Transactions et causes – détails



Détails

Poursuites relatives à AndroGel - L'absence de causalité règle la question de la responsabilité du fait du produit

DATE DE CLÔTURE

14 février 2017

SECTEUR D'ACTIVITÉ

Entreprises pharmaceutiques et des sciences de la vie

BUREAU PRINCIPAL

Toronto

VALEUR

60 Million(s) CAD


APERÇU

En novembre 2016, McCarthy Tétrault S.E.N.C.R.L., s.r.l., a assuré avec succès la défense contre une action collective nationale proposée introduite en Ontario contre Abbott Products Laboratories, Limited, Abbott Products Inc., Abbott Products Canada Inc. (collectivement, « Abbott ») et AbbVie Products LLC (« AbbVie ») relativement à la vente d’AndroGel, médicament topique à la testostérone. L’action collective nationale proposée a été introduite au nom de tous les Canadiens qui se sont fait prescrire ou ont utilisé AndroGel au Canada à compter de 2002 (soit la date d’approbation de commercialisation par Santé Canada) et de leurs conjoints et autres personnes à charge ayant le droit de faire valoir des demandes obliques en vertu de la législation provinciale. La Cour a accordé la requête pour jugement sommaire présentée par Abbott, déclarant que l’association ne suffit pas pour respecter la norme de causalité requise dans les affaires de negligence.

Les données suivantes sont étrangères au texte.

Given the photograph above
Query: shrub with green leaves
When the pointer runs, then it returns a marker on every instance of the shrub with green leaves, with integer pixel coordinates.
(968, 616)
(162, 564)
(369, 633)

Les demandeurs ont allégué qu’AndroGel causait de graves accidents cardiovasculaires, notamment des crises cardiaques, des accidents vasculaires cérébraux, des accidents thromboemboliques et des décès. De plus, les demandeurs ont allégué qu’AndroGel avait été commercialisé par Abbott pour usage hors indication relativement au déficit de testostérone lié à l’âge et que les risques du traitement l’emportaient sur les avantages pour les patients à faible testostérone causée par l’âge mais sans condition médicale sous-jacente (c.-à-d. pour les patients sans ce que la FDA a récemment qualifié d’« hypogonadisme classique »). Les demandeurs ont fait valoir comme chefs de réclamation la négligence (défaut d’avertir et conception négligente), l’enrichissement injustifié, la perte économique pure et la renonciation à un recours délictuel. 

Les défenderesses ont sollicité un jugement sommaire avant la certification. La requête pour jugement sommaire a été entendue sur une période de plus de six jours par le juge Perell, ses motifs ayant été rendus le 23 novembre 2016. Le juge Perell a accordé la requête pour jugement sommaire présentée par les défenderesses et a rejeté l’action. 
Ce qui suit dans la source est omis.